Mensa Reject of the Week



Robert Colla, an adult-education teacher in Ventura, Calif., who kept a 40-mm shell on his desk as a paperweight, was teaching a class of two dozen students when he slammed the shell down trying to kill something that was buzzing or crawling across the desk. Fire Marshall Glen Albright reported that the 5-inch-long shell exploded, severing part of Colla’s right hand and causing burn and shrapnel wounds to his forearms and torso. “Obviously,” said Colla’s colleague, Dennis Huston, explaining that Colla found the shell while hunting years ago, “he didn’t think it was live.

Packaging Is Everything



Police in South Bend, Ind., charged a 43-year-old man with selling a woman a flat-screen television set that turned out to be an oven door. The suspect approached the victim on the street and offered to sell her the TV screen for $500 but settled for $300. It came enclosed in bubble wrap, had Wal-Mart store labels and included a generic remote control, according to Detective Sgt. Jim Walsh, who pointed out, “It’s an elaborate job of packaging.” Noting at least two other reports of people disguising oven doors and selling them, investigators linked the scam to a recent rash of oven-door thefts from residences.



Slightest Provocation



Police in Uniontown, Pa., said that Walter Fordyce, 58, attacked his 55-year-old girlfriend with a microwave oven, then beat her to death because she refused to heat up roast-beef sandwiches for him.



Police in Thornton, Colo., said that Joshua Randy Abeyta, 23, “went on a little rampage” overnight at a Pontiac dealership, bashing out the windows of vehicles on the showroom floor and then setting the building on fire. According to Mike Malin, manager and part owner of Grand Pontiac, the suspect “was mad at his mom, and she drives a Pontiac.

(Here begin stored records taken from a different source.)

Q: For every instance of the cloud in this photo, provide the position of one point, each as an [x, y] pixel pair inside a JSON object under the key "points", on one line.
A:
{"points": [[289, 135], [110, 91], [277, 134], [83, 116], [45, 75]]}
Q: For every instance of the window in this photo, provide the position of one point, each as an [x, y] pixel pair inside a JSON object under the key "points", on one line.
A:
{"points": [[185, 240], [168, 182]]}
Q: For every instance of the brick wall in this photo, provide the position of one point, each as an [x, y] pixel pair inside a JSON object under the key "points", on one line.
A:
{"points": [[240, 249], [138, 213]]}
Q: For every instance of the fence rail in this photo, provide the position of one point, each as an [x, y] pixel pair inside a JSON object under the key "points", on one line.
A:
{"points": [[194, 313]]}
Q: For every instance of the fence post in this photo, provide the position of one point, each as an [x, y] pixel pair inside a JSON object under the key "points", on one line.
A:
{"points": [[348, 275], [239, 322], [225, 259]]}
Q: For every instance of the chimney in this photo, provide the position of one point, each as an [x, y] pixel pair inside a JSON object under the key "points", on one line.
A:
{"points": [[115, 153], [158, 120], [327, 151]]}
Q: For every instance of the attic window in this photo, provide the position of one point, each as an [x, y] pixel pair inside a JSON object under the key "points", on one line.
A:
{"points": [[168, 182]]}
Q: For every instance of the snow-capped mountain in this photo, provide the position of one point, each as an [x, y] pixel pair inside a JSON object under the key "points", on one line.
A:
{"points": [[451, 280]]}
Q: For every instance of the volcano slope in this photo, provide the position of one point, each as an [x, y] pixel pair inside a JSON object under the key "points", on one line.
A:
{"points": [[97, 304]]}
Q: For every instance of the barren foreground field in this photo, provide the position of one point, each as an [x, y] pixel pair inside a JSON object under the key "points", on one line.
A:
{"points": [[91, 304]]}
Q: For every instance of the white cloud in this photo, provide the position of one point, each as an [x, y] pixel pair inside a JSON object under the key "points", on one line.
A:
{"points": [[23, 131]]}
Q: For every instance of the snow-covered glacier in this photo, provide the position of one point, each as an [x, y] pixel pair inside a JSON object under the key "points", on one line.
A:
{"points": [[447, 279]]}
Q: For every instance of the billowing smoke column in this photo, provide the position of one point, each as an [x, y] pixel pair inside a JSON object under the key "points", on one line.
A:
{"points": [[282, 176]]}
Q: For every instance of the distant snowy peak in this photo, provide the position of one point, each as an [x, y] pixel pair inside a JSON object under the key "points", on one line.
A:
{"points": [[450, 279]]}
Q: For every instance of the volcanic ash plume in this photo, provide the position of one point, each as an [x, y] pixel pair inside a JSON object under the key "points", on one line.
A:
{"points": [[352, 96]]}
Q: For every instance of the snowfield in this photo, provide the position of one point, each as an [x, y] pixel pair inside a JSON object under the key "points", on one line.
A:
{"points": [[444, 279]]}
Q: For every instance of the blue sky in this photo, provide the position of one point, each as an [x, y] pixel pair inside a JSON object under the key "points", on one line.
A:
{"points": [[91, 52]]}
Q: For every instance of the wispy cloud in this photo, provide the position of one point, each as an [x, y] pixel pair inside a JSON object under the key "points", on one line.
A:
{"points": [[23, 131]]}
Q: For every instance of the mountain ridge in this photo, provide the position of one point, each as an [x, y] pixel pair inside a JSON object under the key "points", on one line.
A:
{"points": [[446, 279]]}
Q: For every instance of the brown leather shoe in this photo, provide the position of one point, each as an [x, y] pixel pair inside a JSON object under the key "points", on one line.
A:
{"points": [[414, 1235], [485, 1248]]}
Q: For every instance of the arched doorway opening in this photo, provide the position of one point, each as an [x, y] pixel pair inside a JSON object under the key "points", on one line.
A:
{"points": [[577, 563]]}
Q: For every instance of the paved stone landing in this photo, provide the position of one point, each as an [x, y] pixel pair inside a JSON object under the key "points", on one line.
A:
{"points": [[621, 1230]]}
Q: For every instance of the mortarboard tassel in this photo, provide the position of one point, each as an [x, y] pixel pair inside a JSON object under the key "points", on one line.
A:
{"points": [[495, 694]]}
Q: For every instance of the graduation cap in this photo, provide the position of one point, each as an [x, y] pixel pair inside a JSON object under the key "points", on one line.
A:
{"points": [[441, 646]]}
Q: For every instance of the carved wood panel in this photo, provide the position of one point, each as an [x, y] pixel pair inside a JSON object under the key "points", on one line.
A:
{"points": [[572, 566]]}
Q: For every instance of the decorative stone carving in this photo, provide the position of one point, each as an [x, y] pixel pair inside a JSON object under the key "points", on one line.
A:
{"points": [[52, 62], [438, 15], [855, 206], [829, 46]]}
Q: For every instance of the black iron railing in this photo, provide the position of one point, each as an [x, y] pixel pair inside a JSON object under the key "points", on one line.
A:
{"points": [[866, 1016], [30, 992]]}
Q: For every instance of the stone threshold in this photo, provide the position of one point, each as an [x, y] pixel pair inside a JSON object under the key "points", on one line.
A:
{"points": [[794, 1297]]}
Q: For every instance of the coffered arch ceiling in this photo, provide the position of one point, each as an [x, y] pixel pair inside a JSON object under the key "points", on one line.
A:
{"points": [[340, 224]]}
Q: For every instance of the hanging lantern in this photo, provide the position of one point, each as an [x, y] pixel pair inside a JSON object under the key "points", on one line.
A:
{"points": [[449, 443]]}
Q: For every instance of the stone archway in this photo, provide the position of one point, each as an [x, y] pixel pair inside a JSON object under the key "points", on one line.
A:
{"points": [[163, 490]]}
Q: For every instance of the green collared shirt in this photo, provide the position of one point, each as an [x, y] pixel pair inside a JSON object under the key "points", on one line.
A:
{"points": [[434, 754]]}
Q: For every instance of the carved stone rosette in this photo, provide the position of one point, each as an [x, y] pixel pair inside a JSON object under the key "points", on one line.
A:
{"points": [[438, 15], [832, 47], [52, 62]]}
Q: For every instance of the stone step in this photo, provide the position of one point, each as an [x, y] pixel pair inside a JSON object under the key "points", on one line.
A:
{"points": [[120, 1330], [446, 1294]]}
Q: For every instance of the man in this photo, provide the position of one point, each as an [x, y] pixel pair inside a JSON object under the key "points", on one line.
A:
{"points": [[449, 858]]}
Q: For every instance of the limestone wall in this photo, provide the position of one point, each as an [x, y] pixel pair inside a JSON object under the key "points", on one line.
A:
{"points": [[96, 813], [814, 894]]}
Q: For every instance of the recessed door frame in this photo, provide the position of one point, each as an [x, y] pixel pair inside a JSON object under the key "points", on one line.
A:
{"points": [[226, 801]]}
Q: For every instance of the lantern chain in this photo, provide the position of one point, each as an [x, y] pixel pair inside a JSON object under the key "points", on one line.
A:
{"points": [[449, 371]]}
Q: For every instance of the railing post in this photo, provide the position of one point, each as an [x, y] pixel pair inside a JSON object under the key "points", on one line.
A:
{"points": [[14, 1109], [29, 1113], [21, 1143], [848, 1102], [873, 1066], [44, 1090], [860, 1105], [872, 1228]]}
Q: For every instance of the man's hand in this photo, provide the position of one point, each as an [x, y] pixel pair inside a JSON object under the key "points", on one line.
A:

When the manager of a 7-Eleven store in Japan’s Ibaraki prefecture asked a customer to stop reading magazines without buying any, the man left but returned with a chain saw. He threatened to cut the staff to pieces, then left the chain saw outside the shop and resumed reading the magazines. “He was still reading when I called the police,” the manager told Agence France-Presse news agency. Store employees said that the 70-year-old man spent hours every day at the store reading magazines. A representative of the convenience store chain told AFP it was common for customers to spend a long time browsing the magazines but called this an “extreme case.